Les linges mouillés étaient maintenant rouges de sang noirs de croûtes sales, un mélange de terre, de fragments de feuilles de canne, de cristaux de sel. La douleur avait faiblit, le visage de Blanc-Bleu semblait apaisé. Clara regarda d’un air incrédule sa robe maculée d’écarlate, piquetée de débris divers; elle qui aimait la propreté et les vêtements impeccablement repassés ne cilla pas. Elle se pencha sur l’homme et demanda d’une voix douce : “Pourquoi m’as-tu appelée Rose-Bonbon?”. Blanc-Bleu déglutit plusieurs fois, une onde de joie passa sur son visage. Elle aima la vision furtive de ses dents blanches, saines et régulières, de ses lèvres noires, charnues, humides, au dessin parfait. “C’est l’nom que j’vous donne Mamzelle, c’est qu’elle est rose vot figure quand vous riez”. La réponse amusa la jeune femme qui continuait à pleurer en silence, elle n’y pouvait rien faire, les larmes coulaient lentement et s’en allaient mouiller le haut de sa robe de coton fin. On pouvait voir la pointe de ses seins se dresser au travers du tissu humide. Des images virevoltaient dans sa tête comme une nuée de papillons noirs, les images d’une ville dévastée, de lourdes pierres tombaient autour d’elle, le ciel tremblait, le visage d’un jeune homme au visage terrifié apparaissait aussi par instants pour se dissoudre aussitôt. Pleurait-elle pour ça ? Elle ne savait pas, c’était comme des souvenirs qu’elle n’avait jamais vécus. Clara secoua la tête pour chasser ces images. “Quel est ton nom?” demanda t-elle à l’esclave. “Blanc-Bleu” répondit-il. “Et pourquoi t’a-t-on donné ce nom ridicule?” poursuivit-elle. “A cause du drapeau bleu blanc rouge, à cause de la Liberté. c’est mon nom Liberté, Blanc-Bleu Liberté” s’entendit-elle répondre. Elle se mit à rire franchement sans pouvoir s’en empêcher. Elle se pencha spontanément et embrassa furtivement la joue de l’homme. Il rit aussi. Il leur sembla qu’ils étaient seuls au monde.

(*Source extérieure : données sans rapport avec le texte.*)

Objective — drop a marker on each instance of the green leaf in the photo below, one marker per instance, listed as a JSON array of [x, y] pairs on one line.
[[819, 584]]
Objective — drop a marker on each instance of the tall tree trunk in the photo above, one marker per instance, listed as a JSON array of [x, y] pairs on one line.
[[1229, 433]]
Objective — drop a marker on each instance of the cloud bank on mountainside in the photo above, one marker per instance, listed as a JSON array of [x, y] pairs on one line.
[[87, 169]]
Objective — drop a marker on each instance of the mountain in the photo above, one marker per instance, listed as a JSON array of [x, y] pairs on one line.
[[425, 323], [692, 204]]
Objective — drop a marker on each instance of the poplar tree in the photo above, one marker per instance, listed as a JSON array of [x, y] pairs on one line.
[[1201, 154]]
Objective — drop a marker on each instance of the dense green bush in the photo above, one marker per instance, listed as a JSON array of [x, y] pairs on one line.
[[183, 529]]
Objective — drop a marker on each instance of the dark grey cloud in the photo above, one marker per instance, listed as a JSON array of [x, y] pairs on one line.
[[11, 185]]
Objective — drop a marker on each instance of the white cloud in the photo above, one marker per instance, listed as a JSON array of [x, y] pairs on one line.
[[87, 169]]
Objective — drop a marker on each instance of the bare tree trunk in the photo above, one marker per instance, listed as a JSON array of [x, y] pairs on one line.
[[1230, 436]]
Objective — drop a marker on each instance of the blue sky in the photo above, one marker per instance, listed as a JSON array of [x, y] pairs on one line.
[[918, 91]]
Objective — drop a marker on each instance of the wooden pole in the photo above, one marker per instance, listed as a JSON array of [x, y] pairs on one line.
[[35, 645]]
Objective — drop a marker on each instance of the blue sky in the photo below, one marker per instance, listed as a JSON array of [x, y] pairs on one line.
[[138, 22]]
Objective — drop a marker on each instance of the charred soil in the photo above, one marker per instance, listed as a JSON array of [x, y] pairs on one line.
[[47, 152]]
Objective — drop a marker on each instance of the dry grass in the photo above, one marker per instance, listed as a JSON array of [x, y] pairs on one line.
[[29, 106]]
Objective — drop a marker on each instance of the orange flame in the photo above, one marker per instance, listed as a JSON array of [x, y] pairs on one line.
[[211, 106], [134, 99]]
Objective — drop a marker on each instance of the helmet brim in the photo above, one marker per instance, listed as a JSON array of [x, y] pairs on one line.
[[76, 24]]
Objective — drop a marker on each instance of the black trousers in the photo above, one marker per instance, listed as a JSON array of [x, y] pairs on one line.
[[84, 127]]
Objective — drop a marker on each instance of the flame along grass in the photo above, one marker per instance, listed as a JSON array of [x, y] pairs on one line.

Après avoir châtié les deux cochons de nègw qui avaient secouru Blanc-Bleu Stuart galopa vers la cabane. A sa vue, les esclaves, tels des souris effrayées par l’arrivée du chat, s’enfuirent de tous côtés. Il regarda au travers des planches. Clara embrassait la joue de ce salopard de nègw et ils riaient tous les deux !!! Alors Stuart enfourcha d’un bond son pur-sang bai et galopa à toute allure informer le maître.

Clara se leva. Elle ne pleurait plus, elle se sentait joyeuse, mais sa joie était nouvelle, différente, son cœur battait plus vite, l’idée lui vint d’exiger qu’on l’appelât Blanc-Rouge. Elle rit de plus belle en battant des mains. “Je reviens te voir bientôt” murmura t-elle au moment ou le corps de l’homme se cambrait et retombait inerte sur sa couche. Un jet de sang écarlate giclait de son flanc en inondant le bas de sa robe. Elle n’eut pas le temps de comprendre, le second coup de feu traversa son dos, puis le mur de bois de la cahute éclata. elle tomba d’un bloc sur le corps de Blanc-Bleu, son sang se mêla au sien, sa main gauche recouvrit la joue gauche de l’homme. Comme une caresse. Ses doigts tremblèrent un court instant …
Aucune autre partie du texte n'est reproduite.